Uma po/ética da escuta: ‘vidas rasteiras’, de Alberto Pucheu, e outros lançamentos

Uma po/ética da escuta: ‘vidas rasteiras’, de Alberto Pucheu, e outros lançamentos
É uma poesia da escuta a que se escreve aqui – poesia que fala na medida em que se põe a ouvir vozes outras, menores, coisas não ditas, invisíveis

 

Segundo uma crença muito antiga, criaturas rasteiras tinham o poder de portar mensagens de outros mundos. Deslocando-se ao rés-do-chão, esses seres habitavam o limiar entre o mundo dos vivos e o subterrâneo, para onde se encaminham as almas dos mortos, e essa posição, na sinuosa linha entre o visível e o invisível, entre o presente e o futuro que a todos aguarda, os associava ao dom profético. Era assim que sonhar com uma serpente costumava indicar algum presságio vindo dos deuses ou do além; era assim também que, segundo algumas versões, Delfos, o grande oráculo de Apolo, umbigo do mundo grego arcaico, havia sido fundado sobre o cadáver de uma grande serpente. Chamava-se Pito, era filha da terra e portadora do dom do vaticínio; protetora da região, ciosa de sua condição de arauto da verdade, foi somente depois que ela foi vencida e morta por Apolo que este pôde erigir seu templo e instalar-se como deus solar da profecia. Entretanto, para que os homens não a esquecessem, o novo deus teria que lhe render homenagem, instaurando em sua honra os chamados jogos Píticos e dando seu nome (Pitonisa ou Pítia) à sacerdotisa que agora serviria de veículo dos presságios.

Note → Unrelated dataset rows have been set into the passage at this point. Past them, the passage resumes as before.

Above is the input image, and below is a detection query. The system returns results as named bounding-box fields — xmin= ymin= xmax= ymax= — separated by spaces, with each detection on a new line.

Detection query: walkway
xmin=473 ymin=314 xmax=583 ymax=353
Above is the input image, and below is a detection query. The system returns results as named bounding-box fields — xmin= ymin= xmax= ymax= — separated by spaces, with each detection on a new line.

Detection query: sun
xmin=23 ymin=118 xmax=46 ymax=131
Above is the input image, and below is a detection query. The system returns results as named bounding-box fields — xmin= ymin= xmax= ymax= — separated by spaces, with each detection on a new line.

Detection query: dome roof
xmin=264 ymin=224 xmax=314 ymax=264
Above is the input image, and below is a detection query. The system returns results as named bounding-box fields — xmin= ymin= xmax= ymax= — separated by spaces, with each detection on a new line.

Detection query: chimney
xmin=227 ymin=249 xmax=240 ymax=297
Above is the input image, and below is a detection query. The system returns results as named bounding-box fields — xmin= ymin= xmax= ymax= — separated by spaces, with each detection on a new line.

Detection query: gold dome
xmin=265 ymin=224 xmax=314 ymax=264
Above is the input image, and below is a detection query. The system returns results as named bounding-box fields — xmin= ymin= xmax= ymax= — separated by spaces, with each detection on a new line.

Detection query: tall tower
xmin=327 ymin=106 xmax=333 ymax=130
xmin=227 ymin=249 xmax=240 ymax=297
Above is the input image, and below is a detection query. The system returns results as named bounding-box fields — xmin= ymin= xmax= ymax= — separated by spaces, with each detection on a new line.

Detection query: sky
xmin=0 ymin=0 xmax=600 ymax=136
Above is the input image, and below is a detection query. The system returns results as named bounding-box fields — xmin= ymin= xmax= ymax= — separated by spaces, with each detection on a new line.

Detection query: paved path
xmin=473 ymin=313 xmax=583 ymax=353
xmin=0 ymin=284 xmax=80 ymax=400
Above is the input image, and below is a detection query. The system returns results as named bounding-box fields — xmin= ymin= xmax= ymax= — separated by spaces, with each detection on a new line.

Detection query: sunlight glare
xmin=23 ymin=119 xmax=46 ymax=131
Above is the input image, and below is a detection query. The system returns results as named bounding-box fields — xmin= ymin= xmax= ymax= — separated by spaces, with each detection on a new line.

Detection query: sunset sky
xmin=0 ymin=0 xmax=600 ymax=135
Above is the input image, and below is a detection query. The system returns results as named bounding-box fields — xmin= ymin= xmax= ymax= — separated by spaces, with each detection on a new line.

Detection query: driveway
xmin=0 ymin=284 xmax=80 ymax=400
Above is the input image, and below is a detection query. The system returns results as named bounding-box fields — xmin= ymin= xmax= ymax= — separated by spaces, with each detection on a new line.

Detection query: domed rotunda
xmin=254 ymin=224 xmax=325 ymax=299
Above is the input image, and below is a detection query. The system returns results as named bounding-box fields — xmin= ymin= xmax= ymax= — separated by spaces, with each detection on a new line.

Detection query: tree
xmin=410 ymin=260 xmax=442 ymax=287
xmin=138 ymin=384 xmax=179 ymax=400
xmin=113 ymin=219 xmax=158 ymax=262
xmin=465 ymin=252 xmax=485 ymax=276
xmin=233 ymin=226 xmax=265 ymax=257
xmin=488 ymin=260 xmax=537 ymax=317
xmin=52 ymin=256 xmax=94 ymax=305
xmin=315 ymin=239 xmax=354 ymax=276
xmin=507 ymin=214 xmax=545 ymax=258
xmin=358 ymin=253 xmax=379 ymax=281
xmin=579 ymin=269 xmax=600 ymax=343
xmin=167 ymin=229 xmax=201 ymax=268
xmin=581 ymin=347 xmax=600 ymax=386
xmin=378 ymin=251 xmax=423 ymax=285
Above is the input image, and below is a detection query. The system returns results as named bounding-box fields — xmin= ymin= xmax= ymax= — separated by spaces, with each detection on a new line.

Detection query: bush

Assim, antes de se instalar como solar, apolínea, humanoide e altiva, a verdade foi animal, foi réptil, e falou a língua das vidas rasteiras. Ainda hoje, há rumores sobre os egressos dessa antiga tradição soterrada – estranhas criaturas que não voltam os olhares para o alto, que não esperam de seres solares ou de pássaros os augúrios com os quais se orientar; velhos devotos do reles, se põem à escuta de vidas menores e colhem suas verdades entre as coisas que se arrastam pela terra.

É à escuta dessas vidas rasteiras que se coloca Alberto Pucheu em seu último livro. No poema de abertura, homônimo à obra e à sua primeira seção – já no portal de entrada para esse mundo sublunar –, se inscreve a questão chave da exploração poética que se seguirá: “qual será o som / dessas vidas / rasteiras miúdas / mimosas / mesmo que frágeis / tentando vingar / tentando se vingar / tentando / se fazer / valer tentando / se adequar / ao que encontrar / pelo caminho”. Poesia que se faz no rastro do rasteiro (mas todo rastro é rasteiro, é rastro do que rasteja, rastro do que há de rasteiro no corpo…). À escuta das migalhas que encontra pelo caminho, a poesia aqui se escreve como coleta, isto é: na medida em que esbarra nos outros em cujos encontros ela se faz. Como dona laura, a filha de potira que teve de fugir de sua aldeia após a morte de chico mendes; como dona leila, despejada após 7 meses sem pagar seu aluguel e agora moradora da ocupação da 9 de julho, ou ainda como davi kopenawa, o líder yanomami que “andava / sozinho tranquilamente / pelas ruas por entre / a multidão tendo mesmo / passado bem perto / de nós”… São vozes e histórias quaisquer, colhidas em ruas de centros urbanos, em bares ou lojas, ao acaso; pequeno rol de criaturas imprevistas nas quais o leitor é convidado a esbarrar. São vidas interrompidas, fissuradas pela violência e pelo desalojamento impostos pelas forças que almejam governar suas (nossas) existências, seres marcados pelos encontrões nada casuais do poder. Como a aluna que interrompe a exposição do professor com o relato do enterro em que o corpo da amiga já falecida é atingido por uma bala perdida. Aqui se morre muitas vezes, aqui não se para de morrer. São “vidas / não contabilizadas” como as das vítimas da pandemia do novo coronavírus, alojadas em presídios, favelas, periferias, aldeias indígenas; vidas que a necropolítica governamental vigente relega às “valas do esquecimento”.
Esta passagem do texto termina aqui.